While Skoufis’s competitive career was put on hold by the coronavirus lockdown, he kept his teaching regimen going with online classes.

“Not a lot of people were doing it, but I think a lot of people rely on the martial arts training to get through the fear and anxiety and depression that they're going through in their everyday lives,” he said. “It really is an essential service for them so it would be hard for me as a martial arts instructor to say stay disciplined and focused and we'll see you in three months. I kind of felt that I would have been abandoning them so that's a big reason, for sure.”

Skoufis has also been giving free online sessions once a week. While the sessions are free, he does ask the participants to donate with all of the proceeds going to the Guelph General Hospital for the purchase of personal protection equipment.

For the online sessions, Skoufis goes to his GFMA studio to record the sessions. One day when he and his mother Sophie, who is his instructor, were surprised by what they saw on the sidewalk in front of the studio. Some of his younger students had gone there earlier in the day and used chalk to draw their impressions of karate, write their love of the sport and their appreciation of the workouts.

“We obviously missed everybody. We're not back with physical classes yet, but we will be in the next little bit,” Skoufis said. “It was super emotional and we missed them all because they're like your family. You see them so many days a week.

“We went up to the studio one day to record a class and we see that whole sidewalk's covered in chalk and it's kids that have gone out there. It hit me and I was very emotional. To see all the little ones, it's had a huge impact in their lives. We motivate them and inspire them, but they do more for us, too -- inspiring us. It was super emotional and still is.”

When Skoufis does return to competition, he feels he might be at a bit of a disadvantage against opponents who are from places where they could resume sparring.

“I haven't been able to spar anyone,” he said. “People in Georgia have been working out and have been able to spar the whole time. I've been doing drills, but it's different when you're actually sparring someone with contact.”

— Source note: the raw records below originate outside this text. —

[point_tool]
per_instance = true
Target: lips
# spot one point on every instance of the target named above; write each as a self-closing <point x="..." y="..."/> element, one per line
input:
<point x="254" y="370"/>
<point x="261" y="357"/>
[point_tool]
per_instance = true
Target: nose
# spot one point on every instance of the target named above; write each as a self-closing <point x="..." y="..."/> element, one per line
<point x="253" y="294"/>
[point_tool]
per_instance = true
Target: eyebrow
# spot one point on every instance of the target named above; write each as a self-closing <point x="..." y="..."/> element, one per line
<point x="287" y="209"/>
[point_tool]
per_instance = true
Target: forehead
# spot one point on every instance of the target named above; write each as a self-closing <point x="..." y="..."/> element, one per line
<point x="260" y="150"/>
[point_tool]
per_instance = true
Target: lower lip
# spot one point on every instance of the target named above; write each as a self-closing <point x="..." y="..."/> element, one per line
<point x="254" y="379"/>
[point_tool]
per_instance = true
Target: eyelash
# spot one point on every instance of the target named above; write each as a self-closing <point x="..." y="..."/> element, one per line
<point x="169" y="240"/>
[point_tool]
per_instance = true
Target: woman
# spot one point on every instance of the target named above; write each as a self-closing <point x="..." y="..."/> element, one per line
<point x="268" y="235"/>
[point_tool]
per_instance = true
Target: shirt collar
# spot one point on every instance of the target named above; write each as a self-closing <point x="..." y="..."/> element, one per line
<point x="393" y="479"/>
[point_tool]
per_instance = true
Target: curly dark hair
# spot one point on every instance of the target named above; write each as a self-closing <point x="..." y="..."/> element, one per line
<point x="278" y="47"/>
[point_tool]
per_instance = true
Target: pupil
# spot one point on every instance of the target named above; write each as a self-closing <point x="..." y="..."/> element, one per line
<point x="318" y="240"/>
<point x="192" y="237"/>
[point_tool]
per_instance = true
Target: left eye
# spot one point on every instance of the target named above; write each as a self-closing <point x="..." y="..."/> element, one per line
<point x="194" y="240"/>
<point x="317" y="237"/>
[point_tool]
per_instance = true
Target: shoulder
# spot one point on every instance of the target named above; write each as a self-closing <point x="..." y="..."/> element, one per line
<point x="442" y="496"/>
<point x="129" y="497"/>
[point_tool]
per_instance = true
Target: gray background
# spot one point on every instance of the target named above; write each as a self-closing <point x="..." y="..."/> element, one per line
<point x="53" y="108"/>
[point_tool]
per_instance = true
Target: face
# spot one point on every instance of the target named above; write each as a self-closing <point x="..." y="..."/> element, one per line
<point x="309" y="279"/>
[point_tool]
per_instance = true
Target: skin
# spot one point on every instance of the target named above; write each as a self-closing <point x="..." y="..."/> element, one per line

But one thing Skoufis does have going for him is a renewed passion for sport karate.

“We really pushed the workouts over the last four months and it really ignited a fire in me because when you do tournaments all the time, and I love tournaments, you almost lose the effect,” he said. “Now I haven't been able to do it for four months so I got in there and it really made me fall in love with martial arts again.”